This is an upstream issue. I have already submitted a PR to include the relevant CRDs in the backup/restore which has been merged. There's a related upstream race condition -- if the newly-loaded CRD isn't yet ready, CR restore will still fail. There's an in-progress upstream PR for that. Once these are both merged, we should be able to include the fix, either when we update to the next Velero release, or if necessary, by cherry-picking the fixes into our internal velero build. The upstream fix that's already merged: https://github.com/vmware-tanzu/velero/pull/1831 The upstream fix that's still in progress: https://github.com/vmware-tanzu/velero/pull/1937
It looks like the upstream in-progress PR is being actively worked again. Once it's merged (and our velero is upgraded to 1.2) I can cherry-pick the upstream fix into our build. The already-merged fix is in velero 1.2
Oops. I updated the wrong PR. Disregard the above comment.

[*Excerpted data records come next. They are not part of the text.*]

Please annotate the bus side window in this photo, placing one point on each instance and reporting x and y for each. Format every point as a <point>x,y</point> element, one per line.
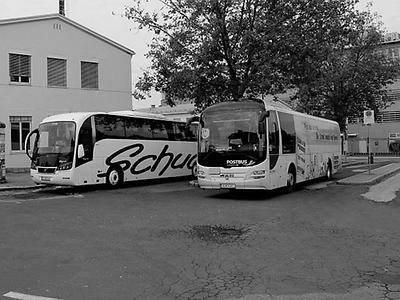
<point>138,129</point>
<point>191,132</point>
<point>111,127</point>
<point>273,136</point>
<point>179,132</point>
<point>159,130</point>
<point>85,139</point>
<point>288,133</point>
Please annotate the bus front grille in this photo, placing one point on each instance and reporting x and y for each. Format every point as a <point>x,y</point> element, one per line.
<point>47,170</point>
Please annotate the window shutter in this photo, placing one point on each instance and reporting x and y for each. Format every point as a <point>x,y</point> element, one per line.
<point>56,72</point>
<point>14,64</point>
<point>20,65</point>
<point>89,75</point>
<point>25,65</point>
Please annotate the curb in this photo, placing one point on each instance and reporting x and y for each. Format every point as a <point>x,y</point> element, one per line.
<point>27,187</point>
<point>375,179</point>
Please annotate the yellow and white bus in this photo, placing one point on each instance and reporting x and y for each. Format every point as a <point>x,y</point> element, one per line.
<point>96,148</point>
<point>253,145</point>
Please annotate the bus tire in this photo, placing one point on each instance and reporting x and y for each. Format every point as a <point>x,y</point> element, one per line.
<point>328,175</point>
<point>291,179</point>
<point>115,177</point>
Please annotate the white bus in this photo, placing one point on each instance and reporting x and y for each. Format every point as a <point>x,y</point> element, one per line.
<point>252,145</point>
<point>96,148</point>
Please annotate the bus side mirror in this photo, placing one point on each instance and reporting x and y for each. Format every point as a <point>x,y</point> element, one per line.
<point>81,151</point>
<point>29,152</point>
<point>261,122</point>
<point>264,115</point>
<point>261,127</point>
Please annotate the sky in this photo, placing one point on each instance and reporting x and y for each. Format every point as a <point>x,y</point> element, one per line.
<point>105,17</point>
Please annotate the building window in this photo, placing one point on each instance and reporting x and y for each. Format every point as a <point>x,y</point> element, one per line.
<point>56,72</point>
<point>20,127</point>
<point>89,75</point>
<point>20,68</point>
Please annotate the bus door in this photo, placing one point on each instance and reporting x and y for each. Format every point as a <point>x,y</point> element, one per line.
<point>273,150</point>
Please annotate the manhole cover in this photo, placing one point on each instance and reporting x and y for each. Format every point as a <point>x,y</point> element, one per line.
<point>218,233</point>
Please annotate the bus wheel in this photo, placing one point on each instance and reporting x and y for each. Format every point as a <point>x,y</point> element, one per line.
<point>291,180</point>
<point>329,171</point>
<point>114,177</point>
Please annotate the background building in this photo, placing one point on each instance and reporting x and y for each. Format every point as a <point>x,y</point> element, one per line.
<point>49,65</point>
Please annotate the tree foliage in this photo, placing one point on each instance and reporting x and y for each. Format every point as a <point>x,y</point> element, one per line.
<point>351,76</point>
<point>217,50</point>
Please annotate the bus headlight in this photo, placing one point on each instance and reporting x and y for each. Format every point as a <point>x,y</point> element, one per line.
<point>258,174</point>
<point>65,165</point>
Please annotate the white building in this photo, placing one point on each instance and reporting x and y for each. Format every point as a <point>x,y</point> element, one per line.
<point>50,64</point>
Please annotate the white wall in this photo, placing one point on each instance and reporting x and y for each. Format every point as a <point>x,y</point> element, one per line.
<point>41,39</point>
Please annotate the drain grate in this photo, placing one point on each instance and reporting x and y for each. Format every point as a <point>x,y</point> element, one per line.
<point>218,233</point>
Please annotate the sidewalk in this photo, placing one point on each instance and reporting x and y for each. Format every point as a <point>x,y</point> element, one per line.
<point>16,181</point>
<point>372,177</point>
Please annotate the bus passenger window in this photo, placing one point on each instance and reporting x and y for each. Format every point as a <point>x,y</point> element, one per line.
<point>85,138</point>
<point>138,129</point>
<point>288,132</point>
<point>159,130</point>
<point>273,134</point>
<point>109,127</point>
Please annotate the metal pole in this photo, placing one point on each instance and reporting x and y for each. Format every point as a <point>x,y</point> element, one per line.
<point>369,150</point>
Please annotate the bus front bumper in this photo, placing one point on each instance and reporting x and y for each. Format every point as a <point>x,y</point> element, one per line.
<point>243,184</point>
<point>56,178</point>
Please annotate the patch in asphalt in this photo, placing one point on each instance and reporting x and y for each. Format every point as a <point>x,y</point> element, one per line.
<point>218,234</point>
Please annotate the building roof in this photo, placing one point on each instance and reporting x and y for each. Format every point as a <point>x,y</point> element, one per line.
<point>69,21</point>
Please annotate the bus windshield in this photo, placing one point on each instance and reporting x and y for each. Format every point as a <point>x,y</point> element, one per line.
<point>230,138</point>
<point>54,145</point>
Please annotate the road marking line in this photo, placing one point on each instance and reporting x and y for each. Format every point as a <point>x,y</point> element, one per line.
<point>21,296</point>
<point>384,191</point>
<point>19,201</point>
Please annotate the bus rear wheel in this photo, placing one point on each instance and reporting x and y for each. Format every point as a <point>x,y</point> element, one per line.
<point>114,177</point>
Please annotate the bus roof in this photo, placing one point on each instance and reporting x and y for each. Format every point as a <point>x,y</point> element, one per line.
<point>80,116</point>
<point>293,112</point>
<point>268,105</point>
<point>139,114</point>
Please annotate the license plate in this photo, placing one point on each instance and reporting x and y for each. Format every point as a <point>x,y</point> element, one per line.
<point>228,186</point>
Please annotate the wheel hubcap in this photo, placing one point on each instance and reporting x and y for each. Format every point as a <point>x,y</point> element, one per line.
<point>113,177</point>
<point>290,179</point>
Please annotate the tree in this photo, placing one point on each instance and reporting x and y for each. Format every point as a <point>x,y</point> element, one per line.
<point>217,50</point>
<point>351,77</point>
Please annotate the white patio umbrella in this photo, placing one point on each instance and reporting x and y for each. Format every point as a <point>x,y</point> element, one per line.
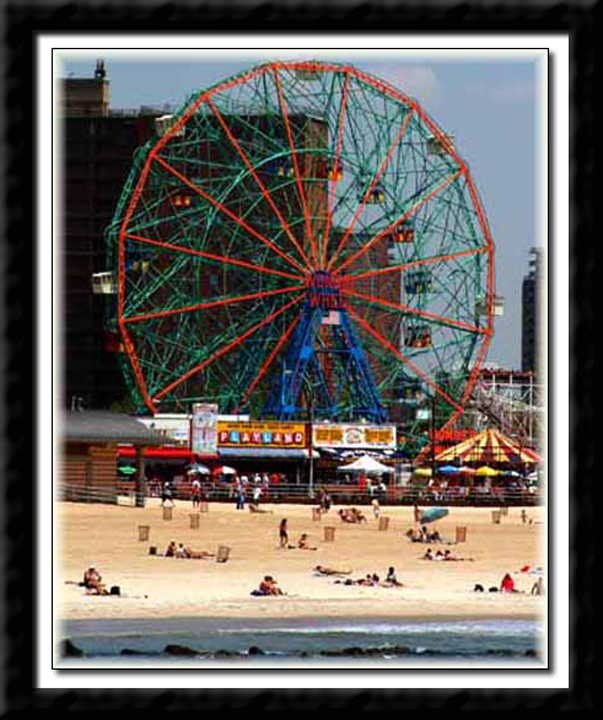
<point>366,463</point>
<point>197,468</point>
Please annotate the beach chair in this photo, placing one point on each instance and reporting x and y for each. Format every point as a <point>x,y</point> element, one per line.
<point>223,553</point>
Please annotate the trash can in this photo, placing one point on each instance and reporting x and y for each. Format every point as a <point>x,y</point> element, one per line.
<point>461,533</point>
<point>383,523</point>
<point>223,553</point>
<point>329,534</point>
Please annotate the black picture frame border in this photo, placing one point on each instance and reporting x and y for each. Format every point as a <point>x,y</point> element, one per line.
<point>23,22</point>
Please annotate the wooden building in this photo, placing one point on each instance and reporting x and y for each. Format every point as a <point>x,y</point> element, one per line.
<point>88,454</point>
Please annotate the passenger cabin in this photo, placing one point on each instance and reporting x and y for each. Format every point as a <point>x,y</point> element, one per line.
<point>498,306</point>
<point>417,282</point>
<point>435,146</point>
<point>182,200</point>
<point>165,123</point>
<point>104,283</point>
<point>409,390</point>
<point>417,336</point>
<point>335,172</point>
<point>404,233</point>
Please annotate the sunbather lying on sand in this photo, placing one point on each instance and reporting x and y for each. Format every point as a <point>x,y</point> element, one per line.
<point>351,515</point>
<point>93,582</point>
<point>449,556</point>
<point>269,586</point>
<point>303,543</point>
<point>322,570</point>
<point>197,554</point>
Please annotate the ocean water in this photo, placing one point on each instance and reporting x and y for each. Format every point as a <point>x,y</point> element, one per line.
<point>272,641</point>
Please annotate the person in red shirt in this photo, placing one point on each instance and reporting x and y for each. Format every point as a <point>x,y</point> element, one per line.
<point>507,584</point>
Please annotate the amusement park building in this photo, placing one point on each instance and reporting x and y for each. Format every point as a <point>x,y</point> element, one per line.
<point>97,154</point>
<point>531,288</point>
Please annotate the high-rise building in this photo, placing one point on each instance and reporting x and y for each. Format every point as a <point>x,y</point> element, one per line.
<point>97,148</point>
<point>530,331</point>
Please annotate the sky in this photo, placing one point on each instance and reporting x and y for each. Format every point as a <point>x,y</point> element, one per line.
<point>490,103</point>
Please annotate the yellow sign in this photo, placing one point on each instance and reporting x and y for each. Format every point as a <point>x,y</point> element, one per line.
<point>361,436</point>
<point>268,434</point>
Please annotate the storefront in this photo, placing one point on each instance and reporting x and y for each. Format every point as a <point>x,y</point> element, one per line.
<point>274,448</point>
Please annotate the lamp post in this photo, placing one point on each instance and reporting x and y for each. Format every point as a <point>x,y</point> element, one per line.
<point>310,401</point>
<point>432,423</point>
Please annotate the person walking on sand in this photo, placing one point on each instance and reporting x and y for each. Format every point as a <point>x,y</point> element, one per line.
<point>283,534</point>
<point>196,493</point>
<point>166,493</point>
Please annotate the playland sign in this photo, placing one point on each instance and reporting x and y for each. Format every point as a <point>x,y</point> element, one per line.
<point>337,435</point>
<point>255,434</point>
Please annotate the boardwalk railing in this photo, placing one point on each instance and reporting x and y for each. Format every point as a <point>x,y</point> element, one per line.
<point>124,494</point>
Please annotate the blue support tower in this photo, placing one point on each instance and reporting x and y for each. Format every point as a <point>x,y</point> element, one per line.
<point>325,373</point>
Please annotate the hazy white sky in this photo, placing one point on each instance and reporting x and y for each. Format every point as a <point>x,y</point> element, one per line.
<point>489,103</point>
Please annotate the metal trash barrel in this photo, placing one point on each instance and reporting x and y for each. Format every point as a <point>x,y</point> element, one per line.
<point>461,533</point>
<point>383,523</point>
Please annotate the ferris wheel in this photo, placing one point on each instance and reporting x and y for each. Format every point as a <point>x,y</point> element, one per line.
<point>301,239</point>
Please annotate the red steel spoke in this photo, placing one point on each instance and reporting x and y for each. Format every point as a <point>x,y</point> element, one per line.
<point>413,311</point>
<point>133,358</point>
<point>298,181</point>
<point>226,211</point>
<point>237,341</point>
<point>269,361</point>
<point>260,184</point>
<point>409,213</point>
<point>215,303</point>
<point>370,188</point>
<point>346,279</point>
<point>401,357</point>
<point>210,256</point>
<point>344,103</point>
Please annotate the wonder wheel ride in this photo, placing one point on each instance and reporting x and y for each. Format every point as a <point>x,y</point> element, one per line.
<point>301,240</point>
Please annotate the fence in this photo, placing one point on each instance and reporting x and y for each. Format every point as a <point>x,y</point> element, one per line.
<point>340,495</point>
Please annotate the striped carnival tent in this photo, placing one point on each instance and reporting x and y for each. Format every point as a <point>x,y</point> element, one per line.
<point>489,446</point>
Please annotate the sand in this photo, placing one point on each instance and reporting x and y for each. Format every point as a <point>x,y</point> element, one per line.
<point>152,586</point>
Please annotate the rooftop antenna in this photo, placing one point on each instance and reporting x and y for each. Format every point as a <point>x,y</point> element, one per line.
<point>100,73</point>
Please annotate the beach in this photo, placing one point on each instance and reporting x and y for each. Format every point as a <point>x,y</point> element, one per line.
<point>156,587</point>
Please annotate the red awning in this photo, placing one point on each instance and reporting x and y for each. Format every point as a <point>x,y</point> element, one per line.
<point>163,453</point>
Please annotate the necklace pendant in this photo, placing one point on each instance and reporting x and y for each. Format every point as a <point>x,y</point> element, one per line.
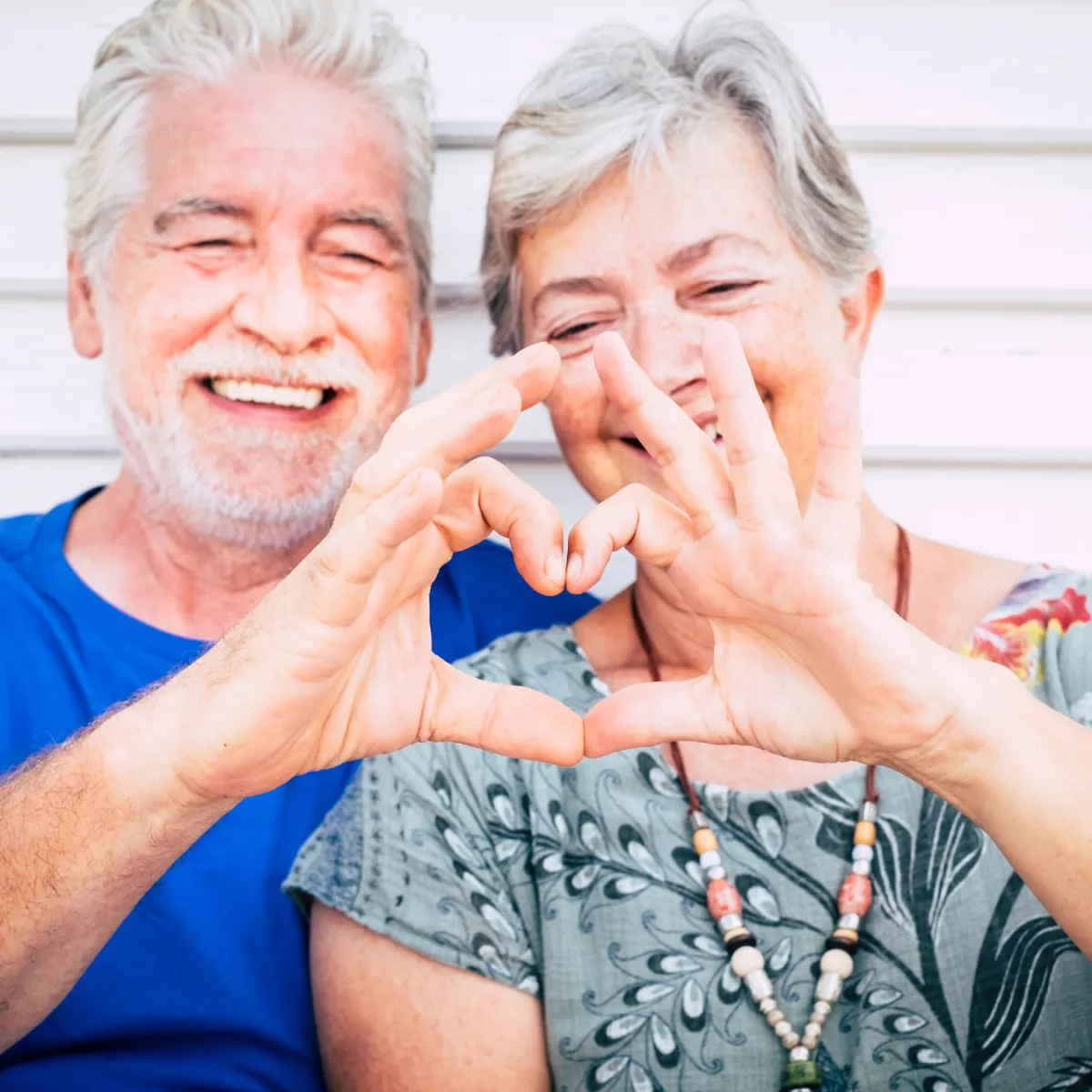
<point>802,1075</point>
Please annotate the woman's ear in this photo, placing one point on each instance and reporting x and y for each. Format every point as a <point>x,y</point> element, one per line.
<point>860,309</point>
<point>83,321</point>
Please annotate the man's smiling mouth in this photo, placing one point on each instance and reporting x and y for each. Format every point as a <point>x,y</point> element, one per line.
<point>270,394</point>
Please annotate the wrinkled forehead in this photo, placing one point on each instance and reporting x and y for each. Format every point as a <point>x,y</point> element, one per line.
<point>710,192</point>
<point>278,142</point>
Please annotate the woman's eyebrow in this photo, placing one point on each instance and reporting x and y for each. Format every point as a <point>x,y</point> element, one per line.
<point>696,251</point>
<point>569,287</point>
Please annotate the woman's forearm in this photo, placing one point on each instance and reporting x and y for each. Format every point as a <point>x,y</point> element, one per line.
<point>1020,771</point>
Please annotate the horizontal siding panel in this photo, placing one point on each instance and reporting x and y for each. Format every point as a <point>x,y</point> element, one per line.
<point>943,221</point>
<point>876,63</point>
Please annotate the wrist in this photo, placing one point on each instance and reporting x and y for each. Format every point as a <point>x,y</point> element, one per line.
<point>962,754</point>
<point>139,748</point>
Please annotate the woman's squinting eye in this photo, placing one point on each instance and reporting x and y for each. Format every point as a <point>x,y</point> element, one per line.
<point>726,288</point>
<point>573,331</point>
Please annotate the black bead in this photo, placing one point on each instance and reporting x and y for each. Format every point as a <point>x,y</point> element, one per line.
<point>844,944</point>
<point>736,943</point>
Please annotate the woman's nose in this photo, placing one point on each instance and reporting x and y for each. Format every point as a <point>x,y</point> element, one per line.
<point>666,343</point>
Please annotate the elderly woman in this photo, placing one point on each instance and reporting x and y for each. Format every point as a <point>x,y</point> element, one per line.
<point>754,909</point>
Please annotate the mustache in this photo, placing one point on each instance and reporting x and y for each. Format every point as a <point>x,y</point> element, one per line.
<point>339,366</point>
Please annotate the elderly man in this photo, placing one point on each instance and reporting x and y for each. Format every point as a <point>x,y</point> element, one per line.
<point>250,249</point>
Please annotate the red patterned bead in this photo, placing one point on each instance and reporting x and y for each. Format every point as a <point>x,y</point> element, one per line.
<point>855,895</point>
<point>723,899</point>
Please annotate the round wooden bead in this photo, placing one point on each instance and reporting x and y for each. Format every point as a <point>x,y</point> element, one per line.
<point>855,895</point>
<point>722,899</point>
<point>704,841</point>
<point>842,945</point>
<point>835,961</point>
<point>745,960</point>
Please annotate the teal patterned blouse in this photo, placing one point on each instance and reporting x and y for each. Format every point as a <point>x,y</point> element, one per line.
<point>581,888</point>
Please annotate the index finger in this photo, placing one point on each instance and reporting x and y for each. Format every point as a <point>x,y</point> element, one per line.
<point>458,424</point>
<point>686,457</point>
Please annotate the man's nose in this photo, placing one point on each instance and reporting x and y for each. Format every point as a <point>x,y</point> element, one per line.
<point>666,343</point>
<point>284,306</point>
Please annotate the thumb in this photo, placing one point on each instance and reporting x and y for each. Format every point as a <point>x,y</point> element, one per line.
<point>509,720</point>
<point>651,713</point>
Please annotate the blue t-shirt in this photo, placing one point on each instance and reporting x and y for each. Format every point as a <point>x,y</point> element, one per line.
<point>206,984</point>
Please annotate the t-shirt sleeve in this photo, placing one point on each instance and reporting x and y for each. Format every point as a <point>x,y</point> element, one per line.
<point>427,847</point>
<point>1066,667</point>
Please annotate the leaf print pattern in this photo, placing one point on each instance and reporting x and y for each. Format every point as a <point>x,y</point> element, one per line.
<point>581,888</point>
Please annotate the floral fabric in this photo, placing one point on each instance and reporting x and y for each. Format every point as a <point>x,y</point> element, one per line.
<point>581,888</point>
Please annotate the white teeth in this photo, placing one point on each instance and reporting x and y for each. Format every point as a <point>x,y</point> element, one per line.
<point>290,398</point>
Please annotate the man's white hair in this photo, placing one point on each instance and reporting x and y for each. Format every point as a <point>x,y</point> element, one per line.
<point>206,41</point>
<point>620,96</point>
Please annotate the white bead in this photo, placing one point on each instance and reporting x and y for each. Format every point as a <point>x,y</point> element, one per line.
<point>745,960</point>
<point>829,987</point>
<point>758,983</point>
<point>838,962</point>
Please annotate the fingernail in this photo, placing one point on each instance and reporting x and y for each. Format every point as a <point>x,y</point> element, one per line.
<point>576,563</point>
<point>555,568</point>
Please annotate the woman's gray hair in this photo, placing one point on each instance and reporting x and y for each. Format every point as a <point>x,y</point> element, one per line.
<point>206,41</point>
<point>618,96</point>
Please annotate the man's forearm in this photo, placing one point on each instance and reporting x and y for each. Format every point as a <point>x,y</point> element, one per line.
<point>1020,771</point>
<point>85,833</point>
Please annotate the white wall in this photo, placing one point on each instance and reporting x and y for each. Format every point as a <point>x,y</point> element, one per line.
<point>970,126</point>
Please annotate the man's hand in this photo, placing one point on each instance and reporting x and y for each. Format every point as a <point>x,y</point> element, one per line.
<point>807,663</point>
<point>337,662</point>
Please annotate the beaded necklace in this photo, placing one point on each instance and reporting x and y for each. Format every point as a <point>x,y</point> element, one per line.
<point>854,898</point>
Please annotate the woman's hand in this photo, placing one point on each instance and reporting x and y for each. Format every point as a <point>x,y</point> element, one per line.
<point>807,662</point>
<point>337,662</point>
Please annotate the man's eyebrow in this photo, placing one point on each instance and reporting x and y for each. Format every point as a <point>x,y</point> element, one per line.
<point>569,287</point>
<point>369,217</point>
<point>197,207</point>
<point>685,258</point>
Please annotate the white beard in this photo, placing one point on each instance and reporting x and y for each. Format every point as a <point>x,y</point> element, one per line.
<point>179,469</point>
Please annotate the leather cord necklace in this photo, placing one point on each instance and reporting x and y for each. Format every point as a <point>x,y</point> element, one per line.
<point>854,898</point>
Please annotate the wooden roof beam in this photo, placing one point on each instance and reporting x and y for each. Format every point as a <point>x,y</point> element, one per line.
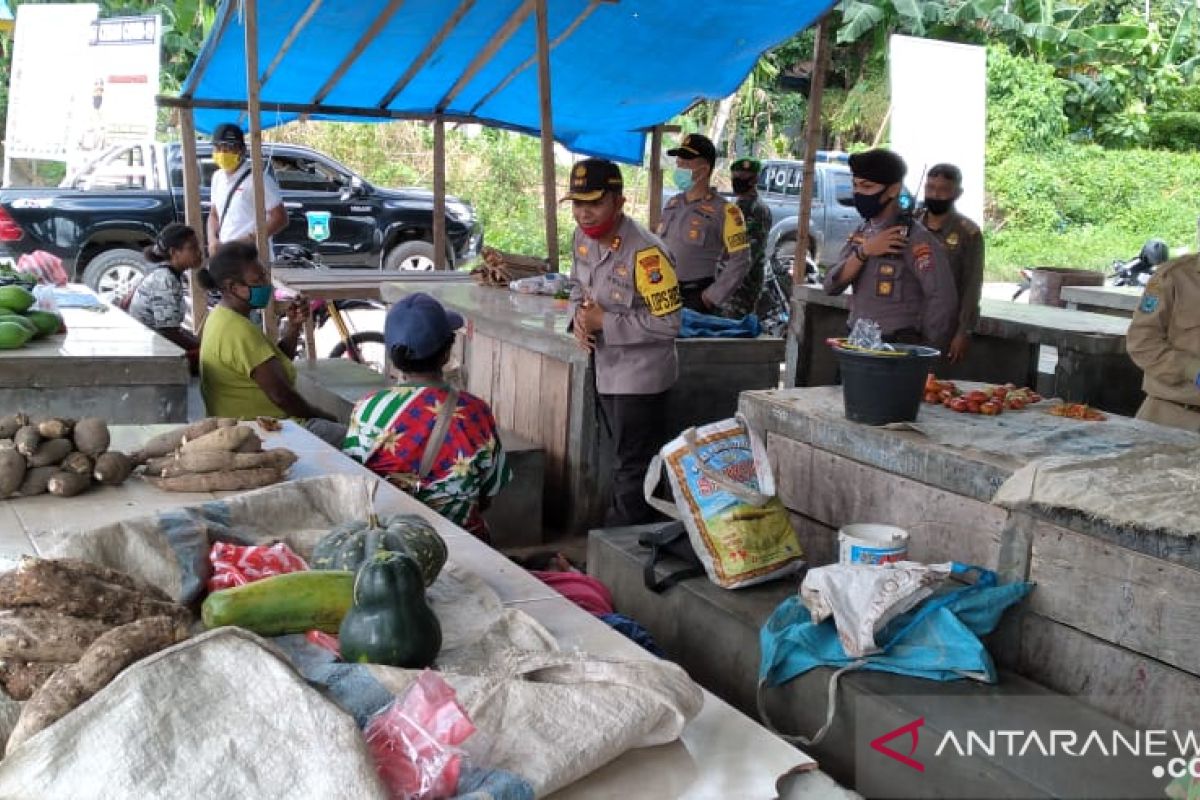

The upstream commits from the (open) upstream PR have been cherry-picked into https://github.com/fusor/velero/pull/48 -- once that's tested and reviewed it can be merged. Once we upgrade to Velero 1.3, we will no longer need to carry this cherry-pick.
We ran into some issues with further testing and believe more work is required to investigate a potential upstream problem. Moving this to next release as we missed the window to get this into CAM 1.1
Velero 1.3.1 should include the remaining part of the fix.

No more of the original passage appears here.